A TIGER/Line Defect Audit of Hamilton County's MetroNow Microtransit Service Area: Methods, Results, and Volunteer Remediation Pathways

AuthorKrass AffiliationIndependent LocusCincinnati-area MetroNow rider VersionApril 2026 Sourcegithub.com/AICincy/Tiger

Abstract. SORTA's MetroNow microtransit service in Hamilton County, Ohio, is operated by Via Transportation against an OpenStreetMap (OSM) base layer in which a non-trivial residual of unreviewed ways persists from the 2007–2008 TIGER/Line bulk import. We present a four-zone read-only audit that enumerates every way carrying tiger:reviewed=no inside each MetroNow service-zone bounding box, classifies each into a four-element disjoint taxonomy (A false-one-way, B multi-segment, AB compound, C residual), and applies an endpoint-distance heuristic with junction-level spatial clustering to identify probable node disconnects between same-named segments. After cross-zone deduplication by OSM way ID and connected-components analysis on shared way IDs, the system-wide population is 6,096 unique unreviewed ways, of which 221 carry the compound defect and 710 are probable node disconnects. We characterise the heuristic's recall bias at zone boundaries, position the five methodological constraints that frame the result-set as a lower bound on the true defect population, and locate the audit within the comparability standard of 49 C.F.R. § 37.121 without pre-empting the legal question.

1. Introduction

The pipeline that delivers a microtransit ride to a residential address depends on a chain of base-map abstractions whose error budgets are rarely audited end-to-end. Where that chain consumes OpenStreetMap (OSM)1, the inherited error budget includes any uncorrected artefact of the 2007–2008 TIGER/Line bulk import that has persisted in unreviewed form for the intervening two decades. The operational consequence is asymmetric: a single false oneway=yes tag on a residential segment, or a missing intersection node between two segments of the same physical street, is sufficient to render a target address unreachable to a routing engine that treats the OSM graph as authoritative. For a transit-dependent rider, the distinction between “unreachable” and “denied service” is not a technicality.
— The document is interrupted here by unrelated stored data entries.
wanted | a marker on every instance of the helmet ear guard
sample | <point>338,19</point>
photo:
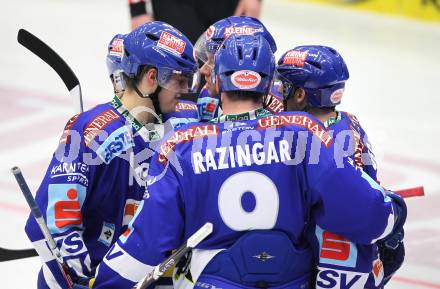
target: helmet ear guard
<point>319,70</point>
<point>159,45</point>
<point>245,63</point>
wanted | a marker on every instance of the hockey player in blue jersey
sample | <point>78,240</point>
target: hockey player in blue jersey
<point>313,80</point>
<point>185,110</point>
<point>208,101</point>
<point>114,56</point>
<point>259,179</point>
<point>97,176</point>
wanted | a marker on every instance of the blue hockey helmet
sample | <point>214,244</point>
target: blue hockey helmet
<point>162,46</point>
<point>319,70</point>
<point>245,63</point>
<point>114,54</point>
<point>213,37</point>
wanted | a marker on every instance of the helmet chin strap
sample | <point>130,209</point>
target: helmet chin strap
<point>153,96</point>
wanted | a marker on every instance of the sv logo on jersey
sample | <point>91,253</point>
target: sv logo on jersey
<point>337,279</point>
<point>118,141</point>
<point>72,243</point>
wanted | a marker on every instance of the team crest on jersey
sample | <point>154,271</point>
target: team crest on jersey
<point>65,137</point>
<point>98,124</point>
<point>185,106</point>
<point>171,43</point>
<point>335,249</point>
<point>245,79</point>
<point>295,58</point>
<point>198,131</point>
<point>107,234</point>
<point>297,120</point>
<point>131,205</point>
<point>210,32</point>
<point>64,206</point>
<point>241,30</point>
<point>117,47</point>
<point>117,142</point>
<point>274,104</point>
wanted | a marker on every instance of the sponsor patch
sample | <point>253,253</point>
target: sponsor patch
<point>107,234</point>
<point>297,120</point>
<point>337,279</point>
<point>98,124</point>
<point>198,131</point>
<point>335,249</point>
<point>131,205</point>
<point>117,142</point>
<point>337,96</point>
<point>274,104</point>
<point>210,32</point>
<point>245,79</point>
<point>207,108</point>
<point>171,43</point>
<point>65,137</point>
<point>117,47</point>
<point>124,236</point>
<point>185,106</point>
<point>378,272</point>
<point>295,58</point>
<point>241,30</point>
<point>64,206</point>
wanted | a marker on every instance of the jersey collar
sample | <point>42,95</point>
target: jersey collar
<point>152,134</point>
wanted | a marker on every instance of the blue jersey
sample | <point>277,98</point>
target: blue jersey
<point>341,261</point>
<point>186,112</point>
<point>92,188</point>
<point>209,105</point>
<point>255,171</point>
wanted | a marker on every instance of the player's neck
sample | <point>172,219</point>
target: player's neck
<point>136,105</point>
<point>239,106</point>
<point>322,114</point>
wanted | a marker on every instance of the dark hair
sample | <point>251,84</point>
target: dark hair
<point>242,95</point>
<point>135,80</point>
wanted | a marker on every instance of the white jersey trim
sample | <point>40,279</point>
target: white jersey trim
<point>127,266</point>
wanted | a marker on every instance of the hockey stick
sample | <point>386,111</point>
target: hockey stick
<point>160,269</point>
<point>9,255</point>
<point>48,55</point>
<point>35,210</point>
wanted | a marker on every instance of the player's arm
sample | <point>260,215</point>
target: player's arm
<point>62,200</point>
<point>153,233</point>
<point>350,203</point>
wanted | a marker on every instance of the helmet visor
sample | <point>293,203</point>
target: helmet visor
<point>285,87</point>
<point>177,80</point>
<point>205,49</point>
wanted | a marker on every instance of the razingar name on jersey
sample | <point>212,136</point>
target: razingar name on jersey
<point>239,156</point>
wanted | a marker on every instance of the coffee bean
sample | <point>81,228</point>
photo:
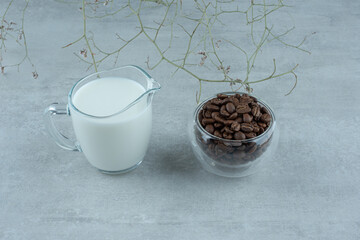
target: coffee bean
<point>219,119</point>
<point>214,114</point>
<point>250,135</point>
<point>228,122</point>
<point>216,101</point>
<point>230,107</point>
<point>264,110</point>
<point>261,130</point>
<point>235,101</point>
<point>233,116</point>
<point>263,125</point>
<point>246,99</point>
<point>256,112</point>
<point>207,114</point>
<point>246,127</point>
<point>247,118</point>
<point>222,96</point>
<point>227,129</point>
<point>212,107</point>
<point>223,111</point>
<point>225,101</point>
<point>265,118</point>
<point>227,135</point>
<point>239,136</point>
<point>239,119</point>
<point>207,121</point>
<point>243,108</point>
<point>217,133</point>
<point>209,128</point>
<point>235,126</point>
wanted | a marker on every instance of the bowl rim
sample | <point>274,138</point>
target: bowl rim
<point>270,129</point>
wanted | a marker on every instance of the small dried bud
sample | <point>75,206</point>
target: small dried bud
<point>83,52</point>
<point>35,75</point>
<point>217,43</point>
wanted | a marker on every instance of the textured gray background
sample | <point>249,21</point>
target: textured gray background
<point>309,191</point>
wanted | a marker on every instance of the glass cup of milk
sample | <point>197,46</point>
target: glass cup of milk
<point>111,113</point>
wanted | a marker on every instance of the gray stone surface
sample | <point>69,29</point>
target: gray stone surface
<point>310,190</point>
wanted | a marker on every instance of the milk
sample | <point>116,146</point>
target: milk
<point>118,142</point>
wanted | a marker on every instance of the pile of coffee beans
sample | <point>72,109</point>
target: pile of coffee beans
<point>234,117</point>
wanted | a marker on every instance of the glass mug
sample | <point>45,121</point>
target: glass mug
<point>115,143</point>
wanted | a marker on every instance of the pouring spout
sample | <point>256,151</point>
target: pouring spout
<point>154,85</point>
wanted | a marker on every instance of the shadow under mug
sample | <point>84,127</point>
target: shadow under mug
<point>116,143</point>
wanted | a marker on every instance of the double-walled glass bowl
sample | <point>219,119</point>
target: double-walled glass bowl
<point>232,158</point>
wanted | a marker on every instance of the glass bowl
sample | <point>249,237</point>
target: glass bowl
<point>232,158</point>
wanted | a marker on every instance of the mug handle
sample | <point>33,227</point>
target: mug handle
<point>61,140</point>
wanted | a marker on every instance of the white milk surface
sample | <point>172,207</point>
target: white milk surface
<point>117,142</point>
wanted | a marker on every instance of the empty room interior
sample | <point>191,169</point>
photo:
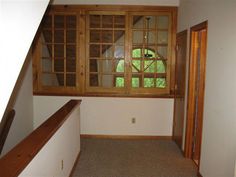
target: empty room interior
<point>118,88</point>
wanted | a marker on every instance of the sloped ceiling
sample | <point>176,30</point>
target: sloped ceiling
<point>19,23</point>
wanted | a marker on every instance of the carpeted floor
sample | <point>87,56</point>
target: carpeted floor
<point>132,158</point>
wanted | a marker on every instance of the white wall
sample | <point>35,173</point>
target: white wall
<point>22,124</point>
<point>112,116</point>
<point>123,2</point>
<point>19,23</point>
<point>218,152</point>
<point>48,161</point>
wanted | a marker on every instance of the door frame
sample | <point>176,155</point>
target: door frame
<point>188,150</point>
<point>182,33</point>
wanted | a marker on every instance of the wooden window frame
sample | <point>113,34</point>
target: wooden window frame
<point>81,88</point>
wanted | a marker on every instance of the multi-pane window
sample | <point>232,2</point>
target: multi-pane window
<point>58,50</point>
<point>81,51</point>
<point>106,50</point>
<point>150,51</point>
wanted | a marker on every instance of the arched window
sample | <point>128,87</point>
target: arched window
<point>145,66</point>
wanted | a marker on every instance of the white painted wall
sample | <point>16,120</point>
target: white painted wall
<point>123,2</point>
<point>218,152</point>
<point>48,161</point>
<point>22,124</point>
<point>112,116</point>
<point>19,23</point>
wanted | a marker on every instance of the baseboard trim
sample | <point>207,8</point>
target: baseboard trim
<point>74,166</point>
<point>127,137</point>
<point>199,174</point>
This audit was prompted by a routing failure of that class observed within the author's own MetroNow service area. The case index proved non-idiosyncratic. We extend the analysis to all four MetroNow service zones and report a deduplicated population-level inventory of the same defect class, an explicit characterisation of the heuristics that produced it, and a discussion of where those heuristics undercount.